Nope, going with 20mm, not 0.02m.

 

[Lnewqban]

Nope, going with 20mm, not 0.02m.

Where those 20 mm come from?
34468656.72Pa may be the wrong amount, based on the erroneously calculated cross-section area.
160x10⁹ GPa is not correct; it is either 160x10⁹ Pa or 160 GPa.

 

[Gixer1127]

Sorry, yes, I missed out in my original post where the 20mm comes into play.
The 16 mm diameter steel bolt with modulus of elasticity of 160 GPa and modulus of rigidity of 90 GPa shown in the diagram below holds two components together.
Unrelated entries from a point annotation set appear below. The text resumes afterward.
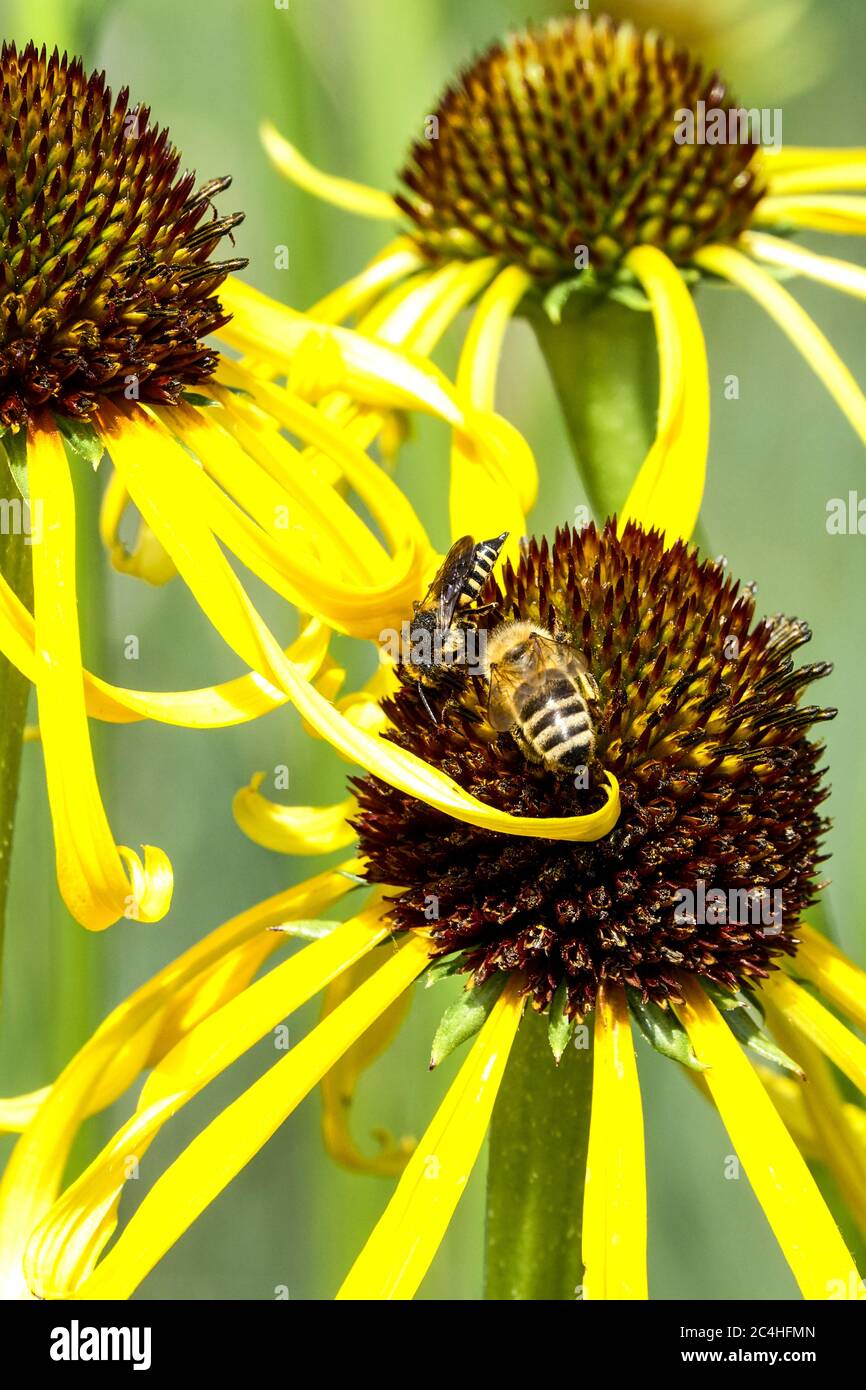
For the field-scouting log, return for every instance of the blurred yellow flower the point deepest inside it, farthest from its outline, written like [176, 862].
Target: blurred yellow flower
[577, 163]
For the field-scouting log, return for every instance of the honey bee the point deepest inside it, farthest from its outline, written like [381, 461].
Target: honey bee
[438, 628]
[541, 690]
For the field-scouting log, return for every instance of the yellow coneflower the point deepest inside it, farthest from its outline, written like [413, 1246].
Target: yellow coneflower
[577, 173]
[701, 722]
[110, 289]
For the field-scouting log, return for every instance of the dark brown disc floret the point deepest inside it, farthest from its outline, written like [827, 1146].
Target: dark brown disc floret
[701, 719]
[566, 145]
[109, 287]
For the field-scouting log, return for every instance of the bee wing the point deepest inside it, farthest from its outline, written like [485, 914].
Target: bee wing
[580, 672]
[452, 577]
[499, 709]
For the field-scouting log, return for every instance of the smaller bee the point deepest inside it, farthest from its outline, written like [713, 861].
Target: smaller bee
[435, 644]
[541, 690]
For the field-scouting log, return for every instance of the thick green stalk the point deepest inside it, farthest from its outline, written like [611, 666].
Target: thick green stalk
[535, 1171]
[603, 363]
[79, 955]
[14, 691]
The thickness of the bolted interface of the components is 20 mm.
And the question reads: (c) Calculate the change in length of the 20mm bolted interface of the bolt.
I'll change, in my calculation summary, to 160x10⁹ Pa, thank you.
I'm going to stick to my original answer, albeit with the correct decimal point placement. (34468656.72Pa) In my original calculation I had not input the data correctly in my calculator which gave me an incorrect decimal point placement.
So here's my final answers below with the 3 questions I got wrong due to my first answer being incorrect.

Calculate the direct stress in the bolt at the centre of the joined components. Calculate the tensile strain experienced by the bolt. Calculate the change in length of the 20mm bolted interface of the bolt.

Area of cross section of 16mm dia. bolt is.
A = πr² = π x 0.008² = 2.01x10¯⁴mm² (0.000201mm²)

(a)Direct stress (σ) = Force/Area

= 6928.2N / 2.01(10¯⁴)mm² = 34468656.72 Pa (0.3446865672x10⁸)

(b) Tensile strain (ɛ) = σ/E

Modulus of elasticity (E) of the bolt is 160GPa.

ɛ = 34468656.72Pa / 160x10⁹Pa = 0.0002153 (2.153x10¯⁴) (No units of measurement for strain)

(c) Extension = ɛ x original length

Extension = 0.0002153 x 20mm = 0.004306mm(4.306x10¯³mm)

 

[Tom.G]

Area of cross section of 16mm dia. bolt is.
A = πr² = π x 0.008² = 2.01x10¯⁴mm² (0.000201mm²)

HUH?? How can the area be less than the diameter?

 

[Gixer1127]

Hi Tom. I thought I'd posted a reply a couple of days ago but obviously didn't push the send button.
You are 100% correct, of course. I used the wrong unit of measurement so thank you for spotting this. I have changed this and submitted for marking.